My site is not very popular, and googlebot visits it from time to time. The shortest interval was 36 hours.
Stas Boukarev wrote:
On 6/30/08, Jeff Cunningham jeffrey@cunningham.net wrote:
Has anyone else noticed excessive visitation of pages served dynamically by Hunchentoot?
My site is not very popular, and googlebot visits it from time to time. The shortest interval was 36 hours.
Hmmm. Now I'm feeling real "special" and I'll be my sites are even less popular.
Normally, I setup robots.txt to allow google to walk these sites but unless I can think of a way to tell them to back off to once a week or something I'm about to Disallow them. They're just little private sites and Google ends up being 99% of the traffic. It's silly.
You can set the crawl rate on your site a couple of ways. I think (but am not sure) that Google supports the the Crawl-delay robots.txt directive. You can also set the googlebot rate for 90 days in the Webmaster tools.
http://www.google.com/support/webmasters/bin/answer.py?hl=en&answer=4862...
BTW, I have not experienced this problem myself.
Cheers, Chris Dean
Jeff Cunningham jeffrey@cunningham.net writes:
Has anyone else noticed excessive visitation of pages served dynamically by Hunchentoot? On a couple of small sites virtually every page gets hit every five minutes by http://www.google.com/bot.html, regular as clockwork.
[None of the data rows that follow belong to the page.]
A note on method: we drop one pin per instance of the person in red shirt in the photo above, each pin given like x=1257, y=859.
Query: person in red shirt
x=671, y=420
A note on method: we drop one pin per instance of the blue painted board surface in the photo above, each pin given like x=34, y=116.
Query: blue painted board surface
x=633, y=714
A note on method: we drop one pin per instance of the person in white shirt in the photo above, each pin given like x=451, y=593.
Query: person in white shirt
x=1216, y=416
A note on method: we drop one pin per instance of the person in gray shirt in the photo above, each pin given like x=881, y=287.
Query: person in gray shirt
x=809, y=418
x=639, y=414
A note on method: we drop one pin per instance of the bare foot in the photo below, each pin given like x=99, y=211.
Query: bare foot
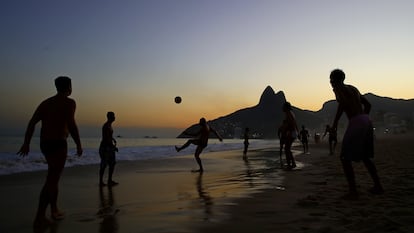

Normally, I setup robots.txt to allow google to walk these sites but unless I can think of a way to tell them to back off to once a week or something I'm about to Disallow them. They're just little private sites and Google ends up being 99% of the traffic. It's silly.
--Jeff
I do have the same problem: my log-File is 26 MB now, most of the stuff is things like
... [2008-06-30 09:15:26 [NOTICE]] No session for session identifier '29894:F42573291C09820112231789C68D301A' (User-Agent: 'Mozilla/5.0 (compatible; Googlebot/2.1; +http://www.google.com/bot.html)', IP: '127.0.0.1') [2008-06-30 09:15:26] 127.0.0.1 (66.249.72.235) - "GET /vws/select-event?hunchentoot-session=29894%3AF42573291C09820112231789C68D301A HTTP/1.1" 200 1783 "-" "Mozilla/5.0 (compatible; Googlebot/2.1; +http://www.google.com/bot.html)" [2008-06-30 09:17:20 [NOTICE]] No session for session identifier '30162:09996937F640DAF47EE8B2855A18D04F' (User-Agent: 'Mozilla/5.0 (compatible; Googlebot/2.1; +http://www.google.com/bot.html)', IP: '127.0.0.1') [2008-06-30 09:17:20] 127.0.0.1 (66.249.72.235) - "GET /vws/select-event?hunchentoot-session=30162%3A09996937F640DAF47EE8B2855A18D04F HTTP/1.1" 200 1783 "-" "Mozilla/5.0 (compatible; Googlebot/2.1; +http://www.google.com/bot.html)" [2008-06-30 09:19:15 [NOTICE]] No session for session identifier '30110:EE7334ECC6F70F8D5E6D1FB65CE62636' (User-Agent: 'Mozilla/5.0 (compatible; Googlebot/2.1; +http://www.google.com/bot.html)', IP: '127.0.0.1') [2008-06-30 09:19:15] 127.0.0.1 (66.249.72.235) - "GET /vws/select-event?hunchentoot-session=30110%3AEE7334ECC6F70F8D5E6D1FB65CE62636 HTTP/1.1" 200 1783 "-" "Mozilla/5.0 (compatible; Googlebot/2.1; +http://www.google.com/bot.html)" [2008-06-30 09:20:46 [NOTICE]] No session for session identifier '27870:BFFDF4E7BA37F6508E41566C1E84BE70' (User-Agent: 'Mozilla/5.0 (Macintosh; U; Intel Mac OS X; de; rv:1.8.1.14) Gecko/20080404 Firefox/2.0.0.14', IP: '127.0.0.1') ...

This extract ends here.